There are some instructions on the Nagios Plugins site for installing libtap on your development servers.

So we've fixed this problem now by moving the freshness calculation algorithm into a separate file and then writing a small C program with dummy services and hosts to test that the right thresholds are being returned. The benefits were immediate - I found I had put a wrong bracket around an if statement when one of the tests failed.

The patch, which consists of a patch file, a new freshness.c file and a tarball for the new test directory, applies cleanly onto Nagios 2.9. You need to run autoconf afterwards. ./configure will detect the existence of libtap and compile the test executables. Then when you run make test, it should execute the test and make sure it works properly (you may need to export LD_LIBRARY_PATH=/usr/local/lib to get the libtap library detected properly at runtime).

Tests are hard to do, but worthwhile in the long run. I see it as making sure things still continue to work the same way you expect. And that has to be a good thing.

Hopefully this can be the start of some automated testing for our favourite open source monitoring system!

26 January 2007

The importance of being earnestly tested

We ran across a problem with NSCA 2.6 yesterday day.
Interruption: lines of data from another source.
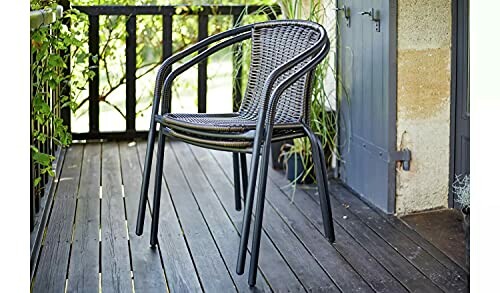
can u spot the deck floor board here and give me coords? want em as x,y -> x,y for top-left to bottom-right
172,142 -> 272,292
101,143 -> 133,293
32,141 -> 469,293
137,143 -> 203,292
66,143 -> 101,293
161,141 -> 237,292
119,142 -> 168,293
312,184 -> 469,292
32,145 -> 83,293
190,144 -> 306,292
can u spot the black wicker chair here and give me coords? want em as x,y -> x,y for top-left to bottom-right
135,19 -> 335,286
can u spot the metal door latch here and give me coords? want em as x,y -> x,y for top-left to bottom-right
334,5 -> 351,27
392,148 -> 412,171
359,8 -> 381,32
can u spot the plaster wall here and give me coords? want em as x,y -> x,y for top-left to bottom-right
396,0 -> 452,214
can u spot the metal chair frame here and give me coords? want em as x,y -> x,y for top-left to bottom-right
135,20 -> 335,287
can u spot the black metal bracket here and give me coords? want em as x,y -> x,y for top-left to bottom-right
335,5 -> 351,27
359,8 -> 380,32
392,148 -> 412,171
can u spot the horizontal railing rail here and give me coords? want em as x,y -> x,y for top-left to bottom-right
71,4 -> 281,141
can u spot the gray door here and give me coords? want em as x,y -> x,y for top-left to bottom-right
451,0 -> 470,207
337,0 -> 397,213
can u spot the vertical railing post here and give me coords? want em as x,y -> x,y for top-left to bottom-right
232,8 -> 243,112
61,1 -> 72,131
30,40 -> 35,231
41,60 -> 49,193
126,15 -> 137,134
88,14 -> 100,135
197,14 -> 208,113
32,41 -> 41,212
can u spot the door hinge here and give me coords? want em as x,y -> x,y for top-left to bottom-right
392,148 -> 411,171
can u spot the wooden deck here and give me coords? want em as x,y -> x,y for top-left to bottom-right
31,141 -> 469,293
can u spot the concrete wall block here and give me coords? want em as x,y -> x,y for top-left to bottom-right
396,0 -> 452,214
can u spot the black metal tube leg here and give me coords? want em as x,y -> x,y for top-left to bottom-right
240,153 -> 248,200
304,125 -> 335,242
150,131 -> 166,247
236,136 -> 262,275
233,153 -> 242,211
315,136 -> 335,242
248,135 -> 273,286
136,124 -> 156,236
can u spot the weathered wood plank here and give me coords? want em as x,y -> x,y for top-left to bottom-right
101,143 -> 133,293
398,209 -> 468,275
119,142 -> 168,293
264,167 -> 408,293
264,162 -> 444,292
211,150 -> 377,293
319,183 -> 469,292
137,142 -> 202,292
67,143 -> 101,293
190,144 -> 306,292
209,149 -> 339,292
159,141 -> 237,292
171,142 -> 272,292
261,177 -> 375,292
269,178 -> 441,292
33,145 -> 84,293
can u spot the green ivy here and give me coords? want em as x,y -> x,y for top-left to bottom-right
30,0 -> 57,11
31,3 -> 93,187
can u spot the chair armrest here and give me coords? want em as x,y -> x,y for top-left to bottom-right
159,31 -> 252,114
151,24 -> 253,117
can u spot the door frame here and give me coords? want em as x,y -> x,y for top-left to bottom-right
449,0 -> 469,207
387,0 -> 398,214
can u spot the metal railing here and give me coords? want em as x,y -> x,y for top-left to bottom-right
72,4 -> 280,140
30,5 -> 70,233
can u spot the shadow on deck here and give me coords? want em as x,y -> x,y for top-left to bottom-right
31,140 -> 469,292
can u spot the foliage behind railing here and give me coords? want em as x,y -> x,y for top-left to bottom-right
30,3 -> 92,232
29,2 -> 280,230
70,4 -> 280,140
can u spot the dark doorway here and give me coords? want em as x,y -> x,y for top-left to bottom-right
450,0 -> 470,208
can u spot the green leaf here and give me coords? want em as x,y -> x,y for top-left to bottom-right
34,177 -> 41,187
33,151 -> 54,166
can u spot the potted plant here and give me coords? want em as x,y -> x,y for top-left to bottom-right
278,140 -> 315,184
452,174 -> 470,269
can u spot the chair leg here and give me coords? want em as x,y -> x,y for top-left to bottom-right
240,153 -> 248,200
150,131 -> 166,247
304,126 -> 335,243
236,146 -> 261,275
233,153 -> 242,211
136,126 -> 156,236
248,135 -> 273,286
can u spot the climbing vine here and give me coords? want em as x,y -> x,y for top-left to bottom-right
31,1 -> 93,186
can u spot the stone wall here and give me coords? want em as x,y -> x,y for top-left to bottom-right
395,0 -> 452,214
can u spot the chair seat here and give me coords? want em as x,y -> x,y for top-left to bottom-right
157,112 -> 305,151
158,112 -> 303,133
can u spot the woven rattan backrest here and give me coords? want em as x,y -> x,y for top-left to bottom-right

It turned out that running the nsca daemon in single mode only works for the first packet of data from send_nsca and hung for subsequent calls.

This was actually first discovered by Rudolf van der Leeden and it looks like it has been with us since April 2006 when NSCA 2.6 was first released, through to the current NSCA 2.7. We never picked it up until running it on a customer site which was tuned to use --single.

The fix is as Rudolf suggests - uncommenting the if statement that was removed. Our patch is here.

How do we know it works? Well, we've written a series of test scripts for NSCA.

We've always been a big fan of testing. We love using the Test Anything Protocol (TAP) in Perl. CPAN encourages you to write good tests to make sure your Perl modules run, which is why we know that modules we're uploaded to CPAN continue to work while we've been updating them. And we've provided quite a few fixes to CPAN modules where the tests fail (and some just suggest that we have a broken version of perl).

Here's the test scripts for NSCA. They are more like functional testing - it tests that the daemon can start up and accept messages and compares the output in the dummy nagios.cmd file with the sent data. Unit testing is a bit more tricky to do for C code - though libtap is being used for the Nagios Plugins.

To use the test scripts, drop it down to the top level of the NSCA directory after you've compiled NSCA and cd into nsca_tests. Run prove *.t. You will require several CPAN modules: Test::More, Class::Struct, Clone and Parallel::Forker, though most will be with your perl distribution.

There are 3 tests at the moment:


  • basic - just sends a few passive checks and makes sure that the nagios.cmd file receives them

  • multiple - runs the same as basic, but several times to check the daemon can handle multiple requests

  • simultaneous - runs lots of send_nscas at the same time (well, nearly). Uses Parallel::Forker to setup all the sends then executes them all at once. Expect about 200 extra processes to hit your server!

You'll find that multiple and simultaneous tests fails with the stock NSCA 2.6 and 2.7. But when the patch is applied, all the tests work.

The tests can obviously be extended, but this is a start and covers this basic functionality.

We hope Ethan will look into adding this to the NSCA distribution.

We're upset that something like this got to one of our customers, but we're more upset with ourselves for not catching this much earlier. This should be a good step towards better QA of future NSCA releases.

Update: Ethan has updated NSCA to 2.7.1 to fix this problem. And the tests are included as well!